Özgür Gürbüz-BirGün/20 Haziran 2019
Son yıllarda
artış hızı yavaşlasa da İstanbul’un nüfusu sürekli artıyor. TÜİK’in 2019 verisi
kentte 15 milyon 67 bin kişinin yaşadığını söylüyor. 10 yıl öncesine göre
yaklaşık 2,5 milyon daha fazla. Ülkenin beşte birini bir kente doldurmayı
başarmışız. Hep aynı örneği veriyorum. Nüfusu 1 milyar 400 milyona gelmiş Çin’in
en kalabalık kenti Şanghay’da toplam nüfusun sadece yüzde 2’si yaşıyor;
İstanbul’da yüzde 19’u.
İstanbul, Türkiye’de
yaşayan her beş kişiden birinin evi. Eğitim, turizm ve ticaret merkezi olması
nedeniyle de ayrı bir baskı altında. Bu yüzden de yaşanmaz bir kent haline
gelen ve çirkinleşen İstanbul’u kurtarmanın yolu kentin nüfus artışını
durdurmaktan ve Türkiye’de başka cazibe merkezleri yaratmaktan geçiyor. Sorumluluğun
birazı belediyede birazı da merkezi hükümette. 17 yıldır ülkeyi, 25 yıldır
İstanbul’u yöneten Adalet ve Kalkınma Partisi’nin en büyük başarısızlığı da
işte burada. Türkiye’nin kaderini uzunca bir süredir planlama değil şirketler
ve rant tercihleri belirliyor.
İstanbul’da
yaşayanlar biliyor. Boğaz’da şu anda üç köprü ve iki tüp geçit var ama bir
yakadan bir yakaya geçmek isteyenlerin yaşadığı trafik çilesi sürüyor. Bu kadar
köprü ve yola rağmen trafik sıkışıklığı ciddi oranlarda azalmıyor. Çünkü nüfus
artmaya ve karayolu taşımacılığı teşvik edilmeye devam ediliyor. Nasıl teşvik
edildiğini de Boğaz geçişlerine bakarak anlayabilirsiniz. İstanbul’un iki
yakasını birleştiren beş geçitten sadece bir tanesi raylı taşımayı teşvik
ediyor. Diğer dördü karayolunu destekliyor. Şehri etkileyen diğer yatırımlar da
aynı amaca hizmet diyor. Örneğin, İstanbul’u Bursa ve İzmir’e raylı ulaşımla
bağlayabilecek Osmangazi Köprüsü’ne demiryolu döşenmiyor. Adı “yüksek hızlı”

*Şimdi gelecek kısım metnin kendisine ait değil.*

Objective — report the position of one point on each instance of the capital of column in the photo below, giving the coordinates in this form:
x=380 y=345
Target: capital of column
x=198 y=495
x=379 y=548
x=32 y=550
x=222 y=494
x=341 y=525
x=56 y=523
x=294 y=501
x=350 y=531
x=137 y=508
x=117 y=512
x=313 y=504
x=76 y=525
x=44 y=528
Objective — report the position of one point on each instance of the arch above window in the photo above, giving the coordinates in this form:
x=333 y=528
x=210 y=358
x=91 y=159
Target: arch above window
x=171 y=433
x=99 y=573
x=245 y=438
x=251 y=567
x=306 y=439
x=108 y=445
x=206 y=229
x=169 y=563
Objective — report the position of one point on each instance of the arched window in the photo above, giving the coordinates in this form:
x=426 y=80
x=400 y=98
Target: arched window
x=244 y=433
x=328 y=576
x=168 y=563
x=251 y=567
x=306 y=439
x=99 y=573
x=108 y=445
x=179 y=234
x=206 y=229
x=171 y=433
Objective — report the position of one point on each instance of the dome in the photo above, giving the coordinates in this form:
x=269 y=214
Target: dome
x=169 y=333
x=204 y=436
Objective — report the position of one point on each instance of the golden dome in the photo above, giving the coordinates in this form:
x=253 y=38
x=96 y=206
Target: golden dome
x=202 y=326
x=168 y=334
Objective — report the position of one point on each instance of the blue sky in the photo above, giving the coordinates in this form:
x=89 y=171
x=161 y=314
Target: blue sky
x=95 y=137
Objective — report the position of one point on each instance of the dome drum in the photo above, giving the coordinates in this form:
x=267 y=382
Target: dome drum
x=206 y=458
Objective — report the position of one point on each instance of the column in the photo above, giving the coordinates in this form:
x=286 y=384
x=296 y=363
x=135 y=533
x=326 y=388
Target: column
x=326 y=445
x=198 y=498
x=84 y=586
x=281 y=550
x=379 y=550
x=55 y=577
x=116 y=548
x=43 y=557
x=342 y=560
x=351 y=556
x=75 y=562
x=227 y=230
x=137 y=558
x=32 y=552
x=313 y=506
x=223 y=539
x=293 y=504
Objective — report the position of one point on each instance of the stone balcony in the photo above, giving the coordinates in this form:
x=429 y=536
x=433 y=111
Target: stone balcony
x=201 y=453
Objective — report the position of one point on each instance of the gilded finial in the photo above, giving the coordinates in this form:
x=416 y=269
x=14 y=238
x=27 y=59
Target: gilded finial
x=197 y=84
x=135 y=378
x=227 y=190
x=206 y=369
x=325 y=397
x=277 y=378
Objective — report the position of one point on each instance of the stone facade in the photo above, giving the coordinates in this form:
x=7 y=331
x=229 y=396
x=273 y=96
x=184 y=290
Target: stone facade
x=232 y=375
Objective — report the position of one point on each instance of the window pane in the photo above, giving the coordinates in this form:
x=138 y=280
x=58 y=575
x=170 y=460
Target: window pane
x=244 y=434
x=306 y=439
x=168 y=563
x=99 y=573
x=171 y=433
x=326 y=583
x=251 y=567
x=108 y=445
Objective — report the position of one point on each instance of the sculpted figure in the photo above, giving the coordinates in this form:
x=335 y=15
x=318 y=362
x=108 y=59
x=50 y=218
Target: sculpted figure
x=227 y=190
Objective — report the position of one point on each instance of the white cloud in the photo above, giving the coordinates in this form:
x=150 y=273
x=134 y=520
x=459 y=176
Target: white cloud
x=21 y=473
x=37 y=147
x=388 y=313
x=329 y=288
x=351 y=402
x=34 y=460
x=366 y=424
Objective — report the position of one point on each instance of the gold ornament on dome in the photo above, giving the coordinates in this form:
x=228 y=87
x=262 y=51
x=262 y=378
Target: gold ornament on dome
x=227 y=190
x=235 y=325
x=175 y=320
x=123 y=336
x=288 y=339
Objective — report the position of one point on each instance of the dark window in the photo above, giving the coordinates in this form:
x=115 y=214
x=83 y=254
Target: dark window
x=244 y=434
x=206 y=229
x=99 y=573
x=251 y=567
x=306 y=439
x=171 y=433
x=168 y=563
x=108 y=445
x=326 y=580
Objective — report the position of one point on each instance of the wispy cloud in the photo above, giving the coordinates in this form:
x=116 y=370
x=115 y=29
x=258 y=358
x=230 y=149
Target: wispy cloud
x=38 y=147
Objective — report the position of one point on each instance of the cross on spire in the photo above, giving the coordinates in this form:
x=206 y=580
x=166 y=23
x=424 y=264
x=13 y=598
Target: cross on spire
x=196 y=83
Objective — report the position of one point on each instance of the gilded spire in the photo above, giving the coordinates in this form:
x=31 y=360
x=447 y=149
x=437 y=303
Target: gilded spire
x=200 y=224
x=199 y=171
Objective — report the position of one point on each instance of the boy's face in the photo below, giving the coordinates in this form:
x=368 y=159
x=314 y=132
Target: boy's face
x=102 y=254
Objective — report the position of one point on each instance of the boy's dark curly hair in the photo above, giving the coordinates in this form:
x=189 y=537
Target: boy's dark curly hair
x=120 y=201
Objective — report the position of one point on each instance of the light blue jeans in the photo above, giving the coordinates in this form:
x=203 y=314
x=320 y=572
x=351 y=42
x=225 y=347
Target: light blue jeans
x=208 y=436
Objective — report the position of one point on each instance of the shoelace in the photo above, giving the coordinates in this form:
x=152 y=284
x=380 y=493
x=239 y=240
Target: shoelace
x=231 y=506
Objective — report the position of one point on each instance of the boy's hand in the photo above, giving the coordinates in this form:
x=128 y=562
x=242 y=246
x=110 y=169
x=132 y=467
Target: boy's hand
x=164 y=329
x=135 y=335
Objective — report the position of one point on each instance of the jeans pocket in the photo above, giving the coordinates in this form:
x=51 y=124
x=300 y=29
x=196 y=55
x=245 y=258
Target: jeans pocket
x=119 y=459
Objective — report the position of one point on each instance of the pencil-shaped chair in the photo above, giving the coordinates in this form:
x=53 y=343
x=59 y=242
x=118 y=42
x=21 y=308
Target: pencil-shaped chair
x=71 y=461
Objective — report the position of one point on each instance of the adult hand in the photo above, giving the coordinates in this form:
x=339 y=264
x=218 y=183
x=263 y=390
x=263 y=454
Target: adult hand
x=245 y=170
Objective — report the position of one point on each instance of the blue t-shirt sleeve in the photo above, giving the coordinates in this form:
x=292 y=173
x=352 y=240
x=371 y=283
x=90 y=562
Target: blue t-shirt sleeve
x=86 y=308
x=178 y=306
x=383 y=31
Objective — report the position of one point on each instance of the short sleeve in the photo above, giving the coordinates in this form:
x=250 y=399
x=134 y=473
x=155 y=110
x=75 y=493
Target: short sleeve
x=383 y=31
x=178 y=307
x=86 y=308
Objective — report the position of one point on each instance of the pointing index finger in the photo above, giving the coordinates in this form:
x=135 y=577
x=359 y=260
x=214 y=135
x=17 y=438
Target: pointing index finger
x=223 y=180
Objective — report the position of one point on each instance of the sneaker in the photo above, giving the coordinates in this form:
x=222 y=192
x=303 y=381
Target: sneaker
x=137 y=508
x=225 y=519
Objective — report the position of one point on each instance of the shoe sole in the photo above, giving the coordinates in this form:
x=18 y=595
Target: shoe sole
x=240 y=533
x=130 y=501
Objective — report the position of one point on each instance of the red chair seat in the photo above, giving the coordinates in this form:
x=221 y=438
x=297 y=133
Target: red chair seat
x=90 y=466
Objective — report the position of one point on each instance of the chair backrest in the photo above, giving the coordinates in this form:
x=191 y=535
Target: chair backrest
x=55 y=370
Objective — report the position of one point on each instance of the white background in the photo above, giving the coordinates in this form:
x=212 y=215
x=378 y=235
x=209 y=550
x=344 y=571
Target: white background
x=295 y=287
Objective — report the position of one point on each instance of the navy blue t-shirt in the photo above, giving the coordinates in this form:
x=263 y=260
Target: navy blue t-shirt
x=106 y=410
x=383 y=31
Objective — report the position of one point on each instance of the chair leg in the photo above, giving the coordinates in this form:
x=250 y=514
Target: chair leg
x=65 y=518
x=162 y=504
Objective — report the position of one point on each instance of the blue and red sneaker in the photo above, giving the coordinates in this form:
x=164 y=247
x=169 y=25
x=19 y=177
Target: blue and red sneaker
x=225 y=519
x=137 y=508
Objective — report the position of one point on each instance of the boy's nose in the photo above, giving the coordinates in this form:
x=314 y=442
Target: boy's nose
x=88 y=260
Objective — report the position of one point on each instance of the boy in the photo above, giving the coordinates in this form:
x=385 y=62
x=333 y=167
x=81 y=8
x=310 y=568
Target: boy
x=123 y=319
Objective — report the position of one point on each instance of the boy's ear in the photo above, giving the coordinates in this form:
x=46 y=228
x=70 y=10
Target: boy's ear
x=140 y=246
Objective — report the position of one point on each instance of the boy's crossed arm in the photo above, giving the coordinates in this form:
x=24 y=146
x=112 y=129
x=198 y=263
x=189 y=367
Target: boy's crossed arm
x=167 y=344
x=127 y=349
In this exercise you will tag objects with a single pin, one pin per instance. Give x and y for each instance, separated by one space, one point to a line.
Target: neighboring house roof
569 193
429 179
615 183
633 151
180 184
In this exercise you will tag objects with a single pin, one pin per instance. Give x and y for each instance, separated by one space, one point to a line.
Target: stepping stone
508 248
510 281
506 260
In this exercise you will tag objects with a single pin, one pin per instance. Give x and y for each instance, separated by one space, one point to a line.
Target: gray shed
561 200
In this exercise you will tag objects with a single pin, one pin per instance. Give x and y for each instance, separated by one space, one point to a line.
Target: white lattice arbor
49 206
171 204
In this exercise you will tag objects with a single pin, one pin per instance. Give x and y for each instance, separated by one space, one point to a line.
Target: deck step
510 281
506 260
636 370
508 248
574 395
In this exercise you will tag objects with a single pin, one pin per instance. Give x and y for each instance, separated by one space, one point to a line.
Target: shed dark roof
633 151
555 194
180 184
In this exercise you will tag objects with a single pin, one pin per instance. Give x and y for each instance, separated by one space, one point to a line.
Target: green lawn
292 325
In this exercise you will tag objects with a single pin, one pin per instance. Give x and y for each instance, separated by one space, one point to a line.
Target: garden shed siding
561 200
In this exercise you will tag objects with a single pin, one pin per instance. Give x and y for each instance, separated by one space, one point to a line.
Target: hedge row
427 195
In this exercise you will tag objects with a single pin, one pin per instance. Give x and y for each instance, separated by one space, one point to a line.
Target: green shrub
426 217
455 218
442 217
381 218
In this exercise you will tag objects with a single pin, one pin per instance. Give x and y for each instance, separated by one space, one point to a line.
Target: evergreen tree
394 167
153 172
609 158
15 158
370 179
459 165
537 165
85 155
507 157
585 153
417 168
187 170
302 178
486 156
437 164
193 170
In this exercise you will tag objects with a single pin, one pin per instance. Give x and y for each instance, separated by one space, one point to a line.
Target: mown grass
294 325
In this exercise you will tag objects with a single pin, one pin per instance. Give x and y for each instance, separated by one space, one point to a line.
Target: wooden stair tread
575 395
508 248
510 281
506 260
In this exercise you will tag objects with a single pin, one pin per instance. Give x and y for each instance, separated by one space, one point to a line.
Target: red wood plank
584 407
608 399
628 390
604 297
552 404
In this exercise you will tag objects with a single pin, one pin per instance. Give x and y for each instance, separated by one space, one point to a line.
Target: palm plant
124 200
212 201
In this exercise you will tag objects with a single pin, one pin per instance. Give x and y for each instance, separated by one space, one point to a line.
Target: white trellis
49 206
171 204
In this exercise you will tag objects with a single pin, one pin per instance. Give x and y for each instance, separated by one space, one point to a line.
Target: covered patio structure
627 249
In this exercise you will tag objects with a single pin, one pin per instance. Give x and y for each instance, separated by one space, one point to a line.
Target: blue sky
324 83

olan tren neredeyse otobüslerle aynı saatte İstanbul’dan Ankara’ya varıyor.
Şehre giriş çıkış yapan araç sayısı bu yüzden azalmıyor. Araçsız yaşamayı
tercih eden insanlar için ülke içinde kesintisiz raylı ulaşımı sağlayacak
teşvik edici bir sistem de İstanbul işin içine dahil edilemediği için hayata
geçirilemiyor.
Peki, nüfusun
İstanbul'a yığılması kendiliğinden mi oluyor? Çoğu insan bunun kontrol
edilemez, insanların tercihiyle ilgili bir sonuç olduğunu düşünüyor. Çin
örneğinde de görüleceği üzere elbette böyle değil. Kenti ve hatta ülkeyi
yönetenlerin icraatları İstanbul’u bu hale getirdi. İstanbul tarihsel
nedenlerle bir turizm merkezi. Bunu değiştiremeyiz ama burayı aynı zamanda
kongre turizminin, finans dünyasının merkezi yapmak zorunda değiliz. Yeni
eğitim kurumlarının büyük çoğunluğu, fuar alanları ve kaybetmesek İstanbul’a
bir yük daha getirecek olimpiyatlar Türkiye’nin başka kentlerinde de hayat
bulabilir. Cumhurbaşkanı başta olmak üzere tüm bürokratlar her gününü burada
geçirmeye başlarsa, toplantılarını burada düzenlerse Ankara’nın bürokrasi yükü
de İstanbul’un omuzlarına çöker. İstanbul’da ne ararsanız var. Sanayi, ticaret,
eğitim, turizm, politika, kültür sanat…
Kent artık bu
yükün altında eziliyor, diğer kentlerin gelişme araçlarını ellerinden aldığı
için ülkenin dengeli gelişmesine de zarar veriyor. Pazar günü tekrarlanacak
seçim öncesi iktidar partilerinin adayı Binali Yıldırım bu yanlışları anlamış
ve değişecekmiş gibi görünmüyor. Yıldırım, kentin nüfusunu daha da artıracak ve
kalan son doğal alanları da yok edecek üçüncü köprü ve İstanbul Havalimanı
projelerini reklamlarında kullanıyor. Bu hatalara sahip çıkıyor. Ekrem İmamoğlu
ise Kuzey Ormanları’nı korumayı vaat ediyor ve yeşil kuşak projesiyle buraların
yapılaşmaya açılmasının önüne geçeceklerini söylüyor. Adayların vaatlerinin ne
kadarını gerçekleştireceğini elbette bugünden söylemek zor ancak sadece bu
bakış açısından dolayı bile İmamoğlu’nun İstanbul’un sorunlarını çözmede bir
adım önde olduğunu söyleyebiliriz. İmamoğlu’nun konuşulabilir ve erişilebilir
olması da bir başka avantaj. İstanbullular umarım sandığa gittiklerinde kentin
sorununun internet paketi değil, planlama ve rantı durdurmak olduğunu unutmaz.